For many in the pro-Palestine camp, violence is the inevitable result of decades of military occupation of Palestinian territories, and the 16-year blockade of the Gaza Strip, where more than 2 million people live in poverty, under Israeli military occupation.

An emotional Amir says, “they cannot get out without permission from Israel,” whose armed units would routinely arbitrarily stop and harass Palestinians in the street, in their homes or at checkpoints.

“Israel controls their electricity – it is only on at certain times of the day. Ninety per cent of the tap water is undrinkable. It’s a huge prison. They don’t have [a] port, they don’t have an airport. They [are] just in there and they are horribly poor.

“And once in a couple of years we kill them. They hate us, and they’re right. So I cannot justify anything that is happening today [under Hamas], but they hate us.”

Salman says people who support Palestine have varying views about Hamas.

“My view is quite nuanced and I see the broader context,” he says, adding that Hamas’ origins in Gaza began as humanitarian aid. Activists established schools and medical clinics in the Gaza Strip and West Bank, after Israel occupied both in the 1960s. Hamas later established a military wing and has since been deemed a terrorist organisation by Israel and many western countries, including Australia.

But Salman stressed if war crimes are proven to have been committed by either side in the decades-long conflict, such atrocities must be universally condemned, and those responsible – whether it be Hamas or Israel – should be held to account.
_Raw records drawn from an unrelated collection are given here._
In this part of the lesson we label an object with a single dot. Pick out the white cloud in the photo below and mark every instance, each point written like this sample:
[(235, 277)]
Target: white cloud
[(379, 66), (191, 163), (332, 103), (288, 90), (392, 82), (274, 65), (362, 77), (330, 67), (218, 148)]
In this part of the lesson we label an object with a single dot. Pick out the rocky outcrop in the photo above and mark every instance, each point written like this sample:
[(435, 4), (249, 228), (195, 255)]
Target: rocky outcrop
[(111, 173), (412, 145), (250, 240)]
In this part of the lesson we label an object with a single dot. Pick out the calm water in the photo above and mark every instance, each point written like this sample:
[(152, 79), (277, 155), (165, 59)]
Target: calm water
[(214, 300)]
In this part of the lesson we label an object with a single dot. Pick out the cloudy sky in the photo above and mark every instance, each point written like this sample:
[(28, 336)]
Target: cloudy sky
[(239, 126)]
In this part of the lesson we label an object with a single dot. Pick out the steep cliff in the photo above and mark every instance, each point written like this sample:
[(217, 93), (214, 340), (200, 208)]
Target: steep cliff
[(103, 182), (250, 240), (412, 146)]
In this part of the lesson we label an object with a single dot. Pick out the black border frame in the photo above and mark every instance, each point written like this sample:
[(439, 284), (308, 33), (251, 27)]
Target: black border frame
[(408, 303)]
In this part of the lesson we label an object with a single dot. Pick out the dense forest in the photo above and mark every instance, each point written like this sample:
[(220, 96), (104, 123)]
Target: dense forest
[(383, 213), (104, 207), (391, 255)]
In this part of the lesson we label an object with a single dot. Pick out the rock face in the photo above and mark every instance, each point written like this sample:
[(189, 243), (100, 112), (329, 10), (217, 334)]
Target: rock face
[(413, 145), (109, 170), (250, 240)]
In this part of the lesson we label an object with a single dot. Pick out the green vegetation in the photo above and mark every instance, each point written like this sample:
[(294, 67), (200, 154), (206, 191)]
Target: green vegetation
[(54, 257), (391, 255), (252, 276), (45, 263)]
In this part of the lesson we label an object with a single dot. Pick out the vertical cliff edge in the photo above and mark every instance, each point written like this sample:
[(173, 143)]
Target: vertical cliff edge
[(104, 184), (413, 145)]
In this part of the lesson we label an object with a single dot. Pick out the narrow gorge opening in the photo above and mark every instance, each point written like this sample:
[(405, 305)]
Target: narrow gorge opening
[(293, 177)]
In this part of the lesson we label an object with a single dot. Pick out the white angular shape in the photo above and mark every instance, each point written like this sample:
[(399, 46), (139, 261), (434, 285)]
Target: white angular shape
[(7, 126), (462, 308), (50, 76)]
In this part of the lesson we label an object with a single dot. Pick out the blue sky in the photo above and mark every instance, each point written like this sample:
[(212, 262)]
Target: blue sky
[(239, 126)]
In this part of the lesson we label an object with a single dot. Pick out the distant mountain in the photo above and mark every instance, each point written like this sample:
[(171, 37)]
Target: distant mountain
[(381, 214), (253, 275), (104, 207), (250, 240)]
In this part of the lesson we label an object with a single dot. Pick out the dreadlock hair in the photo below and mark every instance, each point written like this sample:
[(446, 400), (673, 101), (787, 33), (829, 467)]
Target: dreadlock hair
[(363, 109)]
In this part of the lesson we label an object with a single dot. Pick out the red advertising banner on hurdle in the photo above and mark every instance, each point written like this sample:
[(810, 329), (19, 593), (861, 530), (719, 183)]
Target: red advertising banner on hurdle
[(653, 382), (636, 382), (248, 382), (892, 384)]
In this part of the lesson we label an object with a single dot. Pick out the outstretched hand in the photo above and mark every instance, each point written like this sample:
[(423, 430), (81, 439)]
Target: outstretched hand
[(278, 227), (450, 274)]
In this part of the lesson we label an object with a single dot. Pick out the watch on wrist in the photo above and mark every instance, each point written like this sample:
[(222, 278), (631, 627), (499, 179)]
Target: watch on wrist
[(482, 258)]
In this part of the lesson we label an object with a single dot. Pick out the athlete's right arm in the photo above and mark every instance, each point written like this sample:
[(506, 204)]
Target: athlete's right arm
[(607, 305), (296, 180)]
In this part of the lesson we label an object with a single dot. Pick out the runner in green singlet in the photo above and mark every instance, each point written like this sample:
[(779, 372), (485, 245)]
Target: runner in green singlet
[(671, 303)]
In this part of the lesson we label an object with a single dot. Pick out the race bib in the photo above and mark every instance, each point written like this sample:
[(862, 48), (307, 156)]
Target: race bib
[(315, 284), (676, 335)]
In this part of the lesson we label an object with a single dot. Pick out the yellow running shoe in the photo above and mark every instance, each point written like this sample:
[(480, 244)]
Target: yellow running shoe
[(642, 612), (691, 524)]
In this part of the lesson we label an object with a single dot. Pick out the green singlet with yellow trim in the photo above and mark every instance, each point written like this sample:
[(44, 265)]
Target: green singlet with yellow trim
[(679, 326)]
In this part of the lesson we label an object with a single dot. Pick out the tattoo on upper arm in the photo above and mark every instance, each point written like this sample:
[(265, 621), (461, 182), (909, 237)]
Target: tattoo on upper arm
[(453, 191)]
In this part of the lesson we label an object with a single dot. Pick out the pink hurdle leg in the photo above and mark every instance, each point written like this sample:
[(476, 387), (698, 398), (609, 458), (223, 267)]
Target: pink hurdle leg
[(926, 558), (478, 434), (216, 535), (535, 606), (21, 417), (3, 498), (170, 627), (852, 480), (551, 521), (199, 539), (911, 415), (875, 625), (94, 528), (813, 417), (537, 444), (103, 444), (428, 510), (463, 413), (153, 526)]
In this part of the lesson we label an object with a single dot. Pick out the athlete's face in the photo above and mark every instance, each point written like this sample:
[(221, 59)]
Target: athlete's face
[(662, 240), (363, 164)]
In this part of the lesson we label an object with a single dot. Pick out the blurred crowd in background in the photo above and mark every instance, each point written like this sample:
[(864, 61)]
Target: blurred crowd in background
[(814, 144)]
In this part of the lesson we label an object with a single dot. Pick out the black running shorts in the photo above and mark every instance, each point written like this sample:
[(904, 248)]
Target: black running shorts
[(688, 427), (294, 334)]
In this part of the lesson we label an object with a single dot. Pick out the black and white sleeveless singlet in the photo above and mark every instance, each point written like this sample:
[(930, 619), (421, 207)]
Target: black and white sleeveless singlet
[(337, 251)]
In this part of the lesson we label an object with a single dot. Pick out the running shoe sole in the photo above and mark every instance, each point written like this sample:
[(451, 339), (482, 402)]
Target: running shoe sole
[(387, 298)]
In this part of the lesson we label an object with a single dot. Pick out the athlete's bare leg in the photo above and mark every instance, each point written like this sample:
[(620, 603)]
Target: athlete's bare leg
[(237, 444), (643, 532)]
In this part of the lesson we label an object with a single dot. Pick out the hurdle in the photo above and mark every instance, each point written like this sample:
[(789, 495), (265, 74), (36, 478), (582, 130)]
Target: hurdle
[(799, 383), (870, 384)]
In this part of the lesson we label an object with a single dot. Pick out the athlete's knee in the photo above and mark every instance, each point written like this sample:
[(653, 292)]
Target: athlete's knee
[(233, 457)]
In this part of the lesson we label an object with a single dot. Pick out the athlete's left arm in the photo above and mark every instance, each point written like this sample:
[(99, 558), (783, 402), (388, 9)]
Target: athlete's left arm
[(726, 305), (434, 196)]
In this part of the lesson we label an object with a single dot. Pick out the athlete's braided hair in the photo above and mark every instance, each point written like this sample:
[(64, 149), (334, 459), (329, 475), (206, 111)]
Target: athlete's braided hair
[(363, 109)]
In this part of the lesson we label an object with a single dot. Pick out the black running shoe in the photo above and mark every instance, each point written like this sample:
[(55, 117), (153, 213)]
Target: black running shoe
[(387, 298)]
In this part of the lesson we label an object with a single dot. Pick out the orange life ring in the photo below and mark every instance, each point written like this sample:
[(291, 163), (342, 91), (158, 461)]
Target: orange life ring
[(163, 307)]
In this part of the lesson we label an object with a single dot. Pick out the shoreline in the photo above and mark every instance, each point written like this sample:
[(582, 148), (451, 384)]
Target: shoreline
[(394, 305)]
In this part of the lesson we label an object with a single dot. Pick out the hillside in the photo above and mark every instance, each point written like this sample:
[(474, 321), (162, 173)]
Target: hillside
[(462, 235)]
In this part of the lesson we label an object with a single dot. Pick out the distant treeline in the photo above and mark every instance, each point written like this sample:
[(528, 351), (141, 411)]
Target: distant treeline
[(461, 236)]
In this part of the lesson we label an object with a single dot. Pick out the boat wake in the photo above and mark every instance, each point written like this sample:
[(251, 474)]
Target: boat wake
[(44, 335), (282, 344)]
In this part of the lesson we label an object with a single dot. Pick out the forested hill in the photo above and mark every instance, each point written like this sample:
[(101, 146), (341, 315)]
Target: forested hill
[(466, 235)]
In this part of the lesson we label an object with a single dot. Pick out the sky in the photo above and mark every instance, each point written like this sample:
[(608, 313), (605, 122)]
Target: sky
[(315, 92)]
He wants powerful Western leaders to call for an end to Israel attacking Gaza, and for the Egyptian border to be opened to allow Palestinians out and desperately needed aid in as a humanitarian catastrophe looms.

He also believes the two-state solution has long been dead in the water. “So what’s the alternative?” he asks. “It is a state with equal citizenship and rights for Jews and Palestinians.”

What lays ahead for the people of Gaza is unclear. Israel is expected to launch a ground invasion of the Gaza Strip in retaliation for Hamas’ attacks. As of Friday afternoon, the Israeli military said more than 1300 people, including 247 soldiers, had been killed in Israel.

At least 1500 people have been killed in Gaza, including almost 500 children, according to local health authorities.

Ali clings to hope the conflict could lead to some kind of negotiation that will end the occupation of Palestine.

“We’re normal people exactly like all other people in the world. We’re not different … we need to live in our lands, with dignity. We don’t want anyone to control us.”